Optimizing E-commerce Search: Toward a Generalizable and Rank-Consistent Pre-Ranking Model

Enqiang Xu,Yiming Qiu,Junyang Bai,Ping Zhang,Dadong Miao,Songlin Wang,Guoyu Tang,Lin Liu,Mingming Li
DOI: https://doi.org/10.1145/3626772.3661343
2024-08-21
Abstract:In large e-commerce platforms, search systems are typically composed of a series of modules, including recall, pre-ranking, and ranking phases. The pre-ranking phase, serving as a lightweight module, is crucial for filtering out the bulk of products in advance for the downstream ranking module. Industrial efforts on optimizing the pre-ranking model have predominantly focused on enhancing ranking consistency, model structure, and generalization towards long-tail items. Beyond these optimizations, meeting the system performance requirements presents a significant challenge. Contrasting with existing industry works, we propose a novel method: a Generalizable and RAnk-ConsistEnt Pre-Ranking Model (GRACE), which achieves: 1) Ranking consistency by introducing multiple binary classification tasks that predict whether a product is within the top-k results as estimated by the ranking model, which facilitates the addition of learning objectives on common point-wise ranking models; 2) Generalizability through contrastive learning of representation for all products by pre-training on a subset of ranking product embeddings; 3) Ease of implementation in feature construction and online deployment. Our extensive experiments demonstrate significant improvements in both offline metrics and online A/B test: a 0.75% increase in AUC and a 1.28% increase in CVR.
Information Retrieval,Machine Learning
What problem does this paper attempt to address?
The paper aims to address two key issues of pre-ranking models in e-commerce search systems: ranking consistency and generalization ability. 1. **Ranking Consistency**: The goal of the pre-ranking model is to filter out a large number of items early in the system to save computational resources. To achieve performance closer to the downstream ranking model, the paper proposes an innovative approach by introducing multiple binary classification tasks to predict whether an item is among the top k results estimated by the ranking model, thereby enhancing ranking consistency. This method simplifies the implementation process without modifying existing training data or workflows. 2. **Generalization Ability**: The pre-ranking model needs to handle a large number of long-tail items, while traditional ranking models usually focus only on the ranking within the pre-ranking output sequence.

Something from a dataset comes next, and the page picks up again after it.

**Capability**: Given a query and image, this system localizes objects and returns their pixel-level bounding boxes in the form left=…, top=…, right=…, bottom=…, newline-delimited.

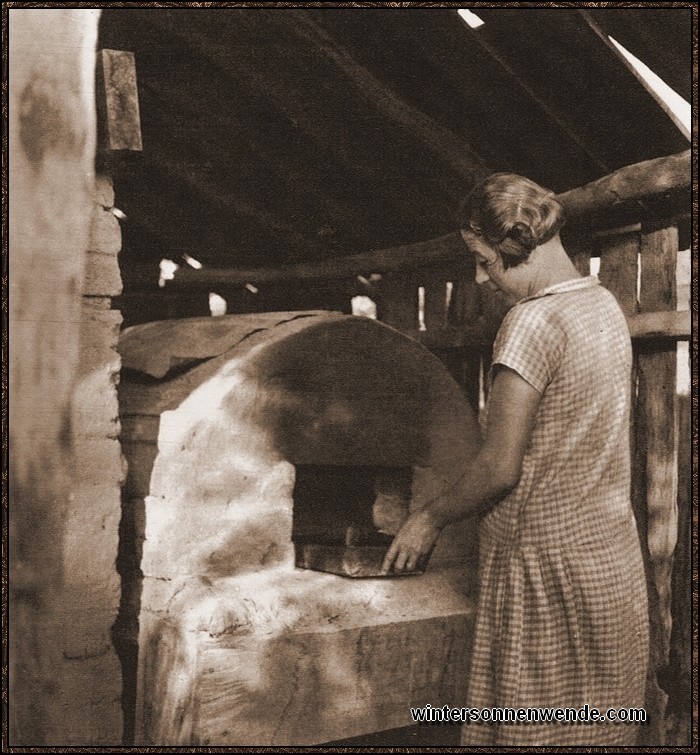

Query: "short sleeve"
left=491, top=302, right=566, bottom=393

Therefore, the paper proposes a method that combines hash ID embeddings and attribute embeddings, enhancing item representation through contrastive learning from embeddings generated by a pre-trained graph neural network, thereby improving generalization ability. With these optimizations, the proposed GRACE model significantly improves the AUC metric in offline experiments and increases the conversion rate (CVR) and gross merchandise volume (GMV) in online A/B tests, with particularly notable performance on long-tail items.